At address 06:60DC, the instruction is: 4E 75 RTS. This just makes the program
return to its original location after a BSR or JSR (special branches or jumps
that remember their current location so they can come back later).

OK, that is how the programming works if the checksum check passes. But what
happens if the checksum check fails (ie. you hacked your ROM)? Well, the
program will do its compare (CMP.W), but when it gets to the Branch if Equal
(BEQ), it will NOT be equal, so it won't branch the 28 bytes, and the checksum
check will fail (and our game won't run).

All we have to do is make it so that the program will ALWAYS branch the 28 bytes
after the compare. This is very easy to do with a single Game Genie code. The
instruction there is: 67 28. To make it so that it ALWAYS branches 28 bytes,
use 60 28 instead. So the hex codes we enter into the Game Genie to hex
conversion program (which you can d/l from my website) are 0660B2:6028. The
0660B2 is the ROM address, and the 6028 is the branch instruction. The Game
Genie code it gives you is: FBTA-NA7W.

That is how you make a "regular" master code. If you try that one, you will
see that there is a 4 to 5 second delay before that game starts. Next, I'll
show you how to make an "improved" master code.

To make an improved master code, we need to figure out how to completely bypass
the entire checksum process. It's fairly easy to do. Using the same search
results from above, here is where we start:

06:60AE B0 78 CMP.W ($018E),D0


06:60B2 67 28 BEQ #$28 [06:60DC]


06:60DC 4E 75 RTS



It compares the two values, branches 28 bytes if equal, then returns to where it
came from which is 06:5BF6. We are interested in the RTS, and where the RTS
goes. This tells us where we need to make our code. The RTS goes to ROM
address 06:5BF6. Start scrolling your assembly trace upwards (towards the top)
and watching for the first JSR (or BSR) you see. The first JSR (or BSR) we see
when scrolling upwards is:

06:5BF0 4E B9 JSR

As you can see, the ROM address (06:5BF0) is very close to the ROM address our
RTS was going to (which was 06:5BF6).

So here's what's going on...

06:5BF0 4E B9 JSR ($00066098)

That is making the program jump (JSR) to ROM address $00066098, which is the
start of the checksum process. When the checksum process is finished, it
returns to the NEXT instruction after the JSR (which is at ROM address 06:5BF6).

All we have to do is figure out how to make it so that it doesn't jump (JSR).
Easy to do with a single Game Genie code.

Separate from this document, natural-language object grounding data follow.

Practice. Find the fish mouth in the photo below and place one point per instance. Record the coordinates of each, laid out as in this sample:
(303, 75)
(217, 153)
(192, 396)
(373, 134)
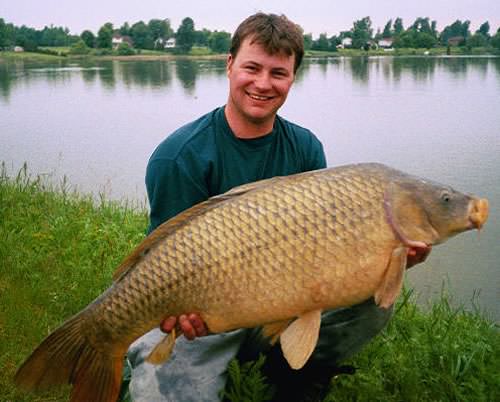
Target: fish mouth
(478, 213)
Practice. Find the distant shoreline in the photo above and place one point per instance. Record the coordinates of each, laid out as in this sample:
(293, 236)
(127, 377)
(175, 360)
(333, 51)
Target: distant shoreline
(454, 51)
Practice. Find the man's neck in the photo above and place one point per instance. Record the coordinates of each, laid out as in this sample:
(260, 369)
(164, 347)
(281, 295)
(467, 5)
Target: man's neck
(244, 128)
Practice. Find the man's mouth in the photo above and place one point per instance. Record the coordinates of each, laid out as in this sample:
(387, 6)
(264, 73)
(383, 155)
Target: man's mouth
(259, 97)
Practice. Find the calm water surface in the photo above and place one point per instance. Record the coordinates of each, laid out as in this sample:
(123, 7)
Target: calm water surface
(97, 123)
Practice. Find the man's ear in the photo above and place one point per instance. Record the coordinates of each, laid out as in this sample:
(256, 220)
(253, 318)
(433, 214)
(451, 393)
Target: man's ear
(229, 62)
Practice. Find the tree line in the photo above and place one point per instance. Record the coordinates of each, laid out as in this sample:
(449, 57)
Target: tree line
(421, 34)
(155, 34)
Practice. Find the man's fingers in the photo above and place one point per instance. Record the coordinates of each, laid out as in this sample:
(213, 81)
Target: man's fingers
(168, 324)
(187, 328)
(198, 325)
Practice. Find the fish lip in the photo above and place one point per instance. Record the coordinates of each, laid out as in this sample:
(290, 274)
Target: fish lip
(478, 212)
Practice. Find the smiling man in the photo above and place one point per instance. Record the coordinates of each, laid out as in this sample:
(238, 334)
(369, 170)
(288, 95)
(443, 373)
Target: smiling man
(238, 143)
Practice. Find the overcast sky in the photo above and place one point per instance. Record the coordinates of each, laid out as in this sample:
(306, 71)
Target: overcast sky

We'll just change the JSR to a branch
instruction instead. We are going to branch from 06:5BF0 to 06:5BF6, so we
would use 6004 as our new branch instruction. You might be asking, why the hell
are we using an instruction that branches 4 bytes, but we need to branch 6
bytes? That's just the way 68000 assembly is. The branch instruction actually
starts counting AFTER the branch instruction itself (if that makes any sense).

Anyways, here's our improved master code:

The ROM address is 06:5BF0, and the instruction is 6004. So here is what our
Game Genie conversion program spits out: 065BF0:6004 = AVPT-NA9T. If you test
our new Game Genie code, you'll see that the game starts instantly, and no more
blank screen when using GG codes, or after hacking the ROM.